Excuse the typos, I'm observing...

Long time no post. I have been doing extensive research for Loft. Since I’ve never written anything with more than just a passing reference to an historical event I have been working my way through all the book information I can find on clothing of the early 20th century and the Triangle Waist fire. It’s interesting but I have to say that I’m doing it more to absorb the atmosphere than anything else.
As a side burp and to counteract the boredom brought on by too much time with head stuck in book, I have also been doing some opera research which left me open to a two day vacation in NYC to see an opera and just to soak up the City’s atmosphere (and alright, if you must, to feed the howling beast of obsession).
Thirty six hours of observation (20 straight of which I was awake) and application of several Buddhist principals that I have been reading about lately have left me with tons and tons of new material.

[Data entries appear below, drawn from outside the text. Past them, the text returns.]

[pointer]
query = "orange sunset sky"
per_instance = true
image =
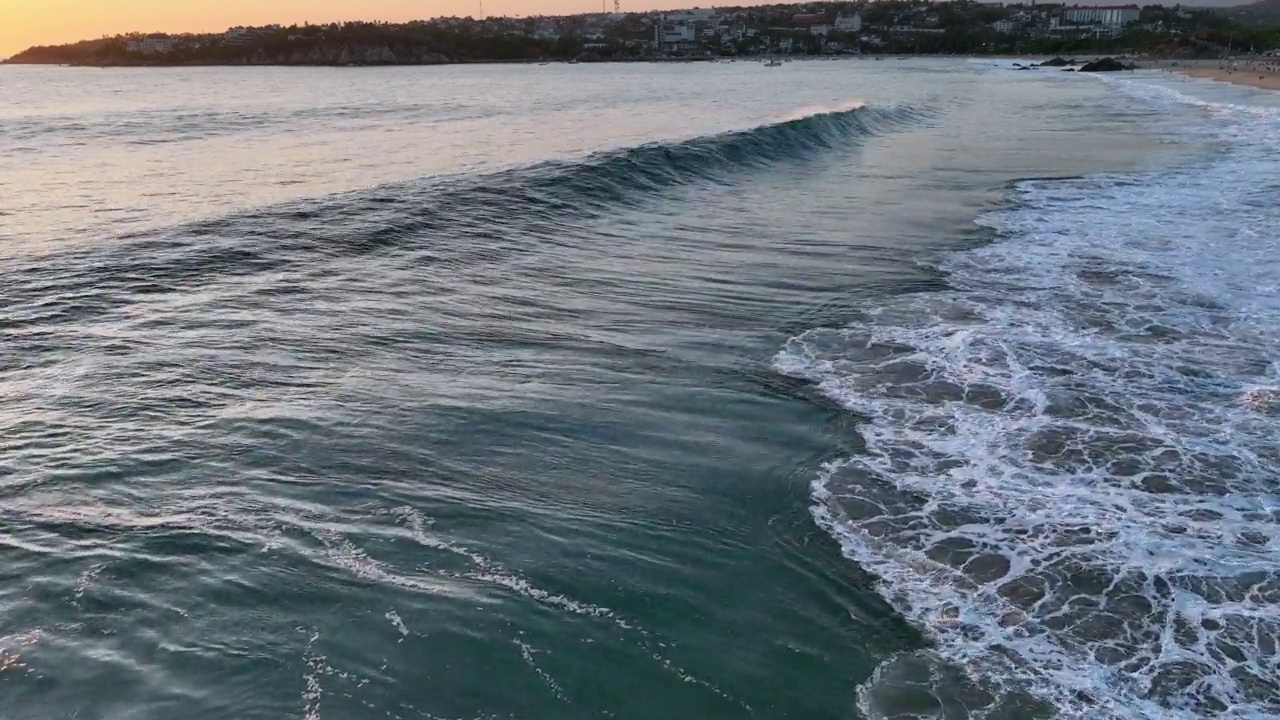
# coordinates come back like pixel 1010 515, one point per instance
pixel 48 22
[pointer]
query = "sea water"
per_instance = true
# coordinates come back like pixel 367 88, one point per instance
pixel 844 388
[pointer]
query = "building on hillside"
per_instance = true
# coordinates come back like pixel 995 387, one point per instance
pixel 851 23
pixel 1112 16
pixel 151 45
pixel 238 36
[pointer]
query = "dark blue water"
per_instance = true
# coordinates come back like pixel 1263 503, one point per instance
pixel 458 392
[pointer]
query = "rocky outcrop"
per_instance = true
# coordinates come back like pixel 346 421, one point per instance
pixel 1105 65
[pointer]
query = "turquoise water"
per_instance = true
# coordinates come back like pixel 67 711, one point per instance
pixel 507 391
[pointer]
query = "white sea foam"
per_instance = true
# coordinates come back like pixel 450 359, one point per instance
pixel 1069 478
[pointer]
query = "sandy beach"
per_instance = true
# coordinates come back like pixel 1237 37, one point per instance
pixel 1255 72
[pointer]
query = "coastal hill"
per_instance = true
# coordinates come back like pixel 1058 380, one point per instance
pixel 826 28
pixel 1256 14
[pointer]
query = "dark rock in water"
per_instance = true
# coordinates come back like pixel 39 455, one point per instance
pixel 1104 65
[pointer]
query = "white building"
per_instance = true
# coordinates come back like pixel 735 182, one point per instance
pixel 238 36
pixel 151 45
pixel 1114 16
pixel 677 33
pixel 853 23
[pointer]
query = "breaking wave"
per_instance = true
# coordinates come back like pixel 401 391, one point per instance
pixel 1070 470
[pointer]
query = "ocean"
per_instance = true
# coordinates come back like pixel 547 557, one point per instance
pixel 882 390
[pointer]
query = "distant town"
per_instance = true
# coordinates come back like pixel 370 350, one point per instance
pixel 699 33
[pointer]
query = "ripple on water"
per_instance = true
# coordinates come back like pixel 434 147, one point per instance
pixel 1070 461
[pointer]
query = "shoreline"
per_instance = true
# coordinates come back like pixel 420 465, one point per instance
pixel 1260 80
pixel 1262 73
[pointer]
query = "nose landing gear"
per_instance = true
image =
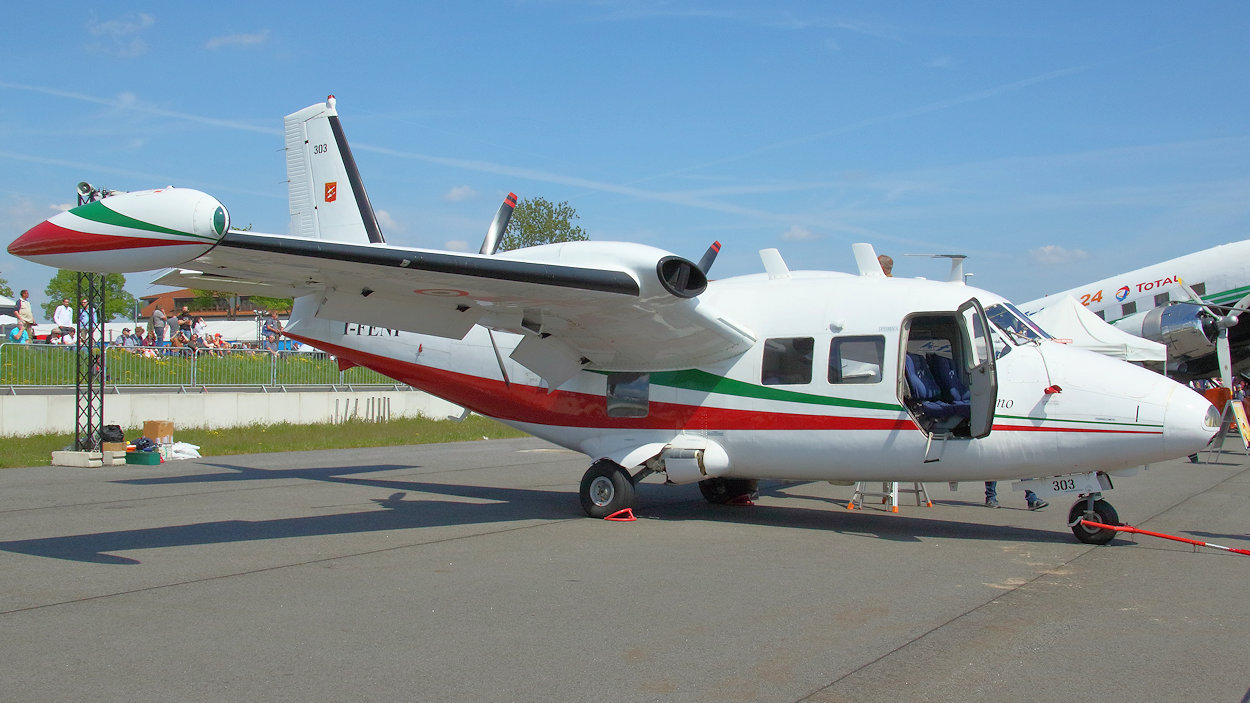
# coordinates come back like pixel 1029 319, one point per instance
pixel 1095 509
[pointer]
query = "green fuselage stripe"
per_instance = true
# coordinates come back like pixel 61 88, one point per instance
pixel 99 213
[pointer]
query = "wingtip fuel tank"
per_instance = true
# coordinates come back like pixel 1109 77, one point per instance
pixel 128 232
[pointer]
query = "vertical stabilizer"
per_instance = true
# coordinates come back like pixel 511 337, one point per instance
pixel 326 195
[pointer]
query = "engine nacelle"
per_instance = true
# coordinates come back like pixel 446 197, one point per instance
pixel 1188 330
pixel 128 232
pixel 695 464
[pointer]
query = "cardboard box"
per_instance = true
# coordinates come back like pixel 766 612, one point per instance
pixel 161 432
pixel 143 458
pixel 114 458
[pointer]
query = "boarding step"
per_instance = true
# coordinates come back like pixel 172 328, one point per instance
pixel 889 494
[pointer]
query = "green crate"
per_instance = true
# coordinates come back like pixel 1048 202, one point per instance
pixel 143 458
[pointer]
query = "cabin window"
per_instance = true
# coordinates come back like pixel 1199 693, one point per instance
pixel 786 360
pixel 629 395
pixel 856 359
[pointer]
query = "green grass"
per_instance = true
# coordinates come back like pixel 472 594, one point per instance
pixel 55 365
pixel 35 450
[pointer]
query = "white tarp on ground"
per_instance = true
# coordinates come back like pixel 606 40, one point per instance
pixel 1064 318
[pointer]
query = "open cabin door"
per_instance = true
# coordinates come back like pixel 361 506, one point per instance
pixel 983 374
pixel 948 380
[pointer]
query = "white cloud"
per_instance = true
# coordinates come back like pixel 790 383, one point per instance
pixel 120 34
pixel 799 234
pixel 459 193
pixel 1056 254
pixel 238 40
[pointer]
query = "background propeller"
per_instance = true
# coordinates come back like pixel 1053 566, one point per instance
pixel 1223 322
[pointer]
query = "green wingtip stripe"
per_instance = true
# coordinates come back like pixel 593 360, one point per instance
pixel 99 213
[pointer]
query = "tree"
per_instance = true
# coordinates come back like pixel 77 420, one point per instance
pixel 536 220
pixel 64 284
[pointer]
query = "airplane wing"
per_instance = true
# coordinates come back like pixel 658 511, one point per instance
pixel 579 304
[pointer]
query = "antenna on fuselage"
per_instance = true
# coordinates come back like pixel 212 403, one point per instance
pixel 956 265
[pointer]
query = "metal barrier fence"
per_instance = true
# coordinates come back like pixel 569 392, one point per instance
pixel 54 365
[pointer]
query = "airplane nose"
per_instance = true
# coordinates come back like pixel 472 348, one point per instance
pixel 128 232
pixel 1189 422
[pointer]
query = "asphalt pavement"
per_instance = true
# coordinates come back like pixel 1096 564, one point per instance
pixel 468 572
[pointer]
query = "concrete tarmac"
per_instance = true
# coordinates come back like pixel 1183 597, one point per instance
pixel 468 572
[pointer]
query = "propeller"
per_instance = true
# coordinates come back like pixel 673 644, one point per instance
pixel 709 257
pixel 495 234
pixel 1223 322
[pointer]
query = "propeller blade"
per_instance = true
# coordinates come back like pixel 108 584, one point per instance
pixel 1225 357
pixel 495 234
pixel 709 257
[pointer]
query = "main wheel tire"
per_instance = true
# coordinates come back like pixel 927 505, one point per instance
pixel 606 488
pixel 1103 513
pixel 720 490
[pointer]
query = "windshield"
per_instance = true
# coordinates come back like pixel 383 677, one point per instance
pixel 1014 324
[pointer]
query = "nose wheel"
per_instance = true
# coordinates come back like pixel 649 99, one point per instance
pixel 1095 509
pixel 606 488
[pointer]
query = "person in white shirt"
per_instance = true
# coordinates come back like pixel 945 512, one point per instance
pixel 64 315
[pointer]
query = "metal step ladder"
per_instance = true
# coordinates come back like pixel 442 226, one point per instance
pixel 889 494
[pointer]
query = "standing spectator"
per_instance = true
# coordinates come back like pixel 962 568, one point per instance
pixel 273 325
pixel 159 323
pixel 25 317
pixel 86 317
pixel 64 317
pixel 184 322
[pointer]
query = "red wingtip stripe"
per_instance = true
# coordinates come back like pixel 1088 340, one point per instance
pixel 46 238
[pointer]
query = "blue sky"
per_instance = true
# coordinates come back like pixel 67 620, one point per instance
pixel 1053 143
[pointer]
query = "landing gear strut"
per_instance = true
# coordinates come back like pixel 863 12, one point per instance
pixel 1095 509
pixel 606 488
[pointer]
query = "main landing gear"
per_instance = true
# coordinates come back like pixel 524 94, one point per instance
pixel 1095 509
pixel 608 488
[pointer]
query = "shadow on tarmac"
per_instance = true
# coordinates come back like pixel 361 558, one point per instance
pixel 490 504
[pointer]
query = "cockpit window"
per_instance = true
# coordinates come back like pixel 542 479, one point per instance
pixel 1014 324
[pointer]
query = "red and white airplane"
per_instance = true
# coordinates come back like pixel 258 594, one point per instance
pixel 631 355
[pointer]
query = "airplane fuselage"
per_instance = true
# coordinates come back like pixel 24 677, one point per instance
pixel 1106 415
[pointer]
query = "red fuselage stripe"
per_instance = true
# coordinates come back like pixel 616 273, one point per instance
pixel 563 408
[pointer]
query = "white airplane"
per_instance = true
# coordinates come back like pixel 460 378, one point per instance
pixel 1190 303
pixel 629 354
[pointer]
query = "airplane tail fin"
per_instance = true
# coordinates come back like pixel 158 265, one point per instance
pixel 326 195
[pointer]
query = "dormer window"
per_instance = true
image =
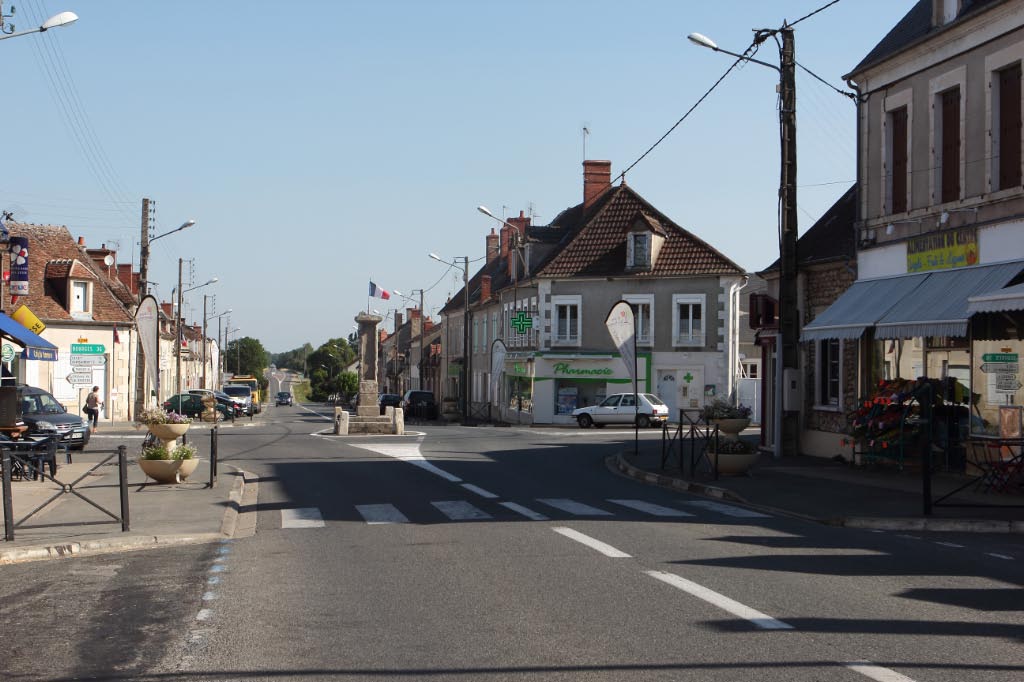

Since Loft is already over 100,000 words that’s a problem not an asset.
So…the off the topic observation is that opera singers approach acting in a totally different way than those who work in the musical theater (not a new observation, ask Paulo Szot) and that that is eminently visible when an opera singer who has taken a side trip to musical theater returns to the opera stage.
At Carmen last night most of the singers were quite decent opera singers and all of them (except Szot) went exactly where the music was taking them, giving us no more nor no less than the music demanded and at times falling into either stand and deliver or melodrama. (Here I must note that it has always been my contention that if you took Carmen and just transported it to the musical theater without a complete book rewrite it would never, ever make it past the first week-the book would be laughed out of the theater.) But the fact that they stayed within those that operatic stereotype made me yawn. Since I am quite familiar with all the music of Carmen, I knew exactly what to expect of each singer and was given just that. Boring.
Szot, with his hard-earned musical theater experience, was in another opera entirely than the rest of the cast. Whenever he showed up there was finally someone on stage who was inhabiting the role. Yes, the other singers were emoting the music but he was inhabiting the role. I wish to high heavens that the rest of the opera world would catch up in the acting category, stop wrestling with the music so much and wrestle with character.
Until that time I guess I will just have to pray that integration of music with acting is something that the opera world will discover for themselves someday by using some power of observation that they have lost along the way.
So all of the slogging around in the City-of-yellow-and black-snow made me realize that A) you only love the place you’re not (personal observation and B) collecting data for books is much more fun if you are not sitting in a library and reading but spending your time just paying attention to that which is around you.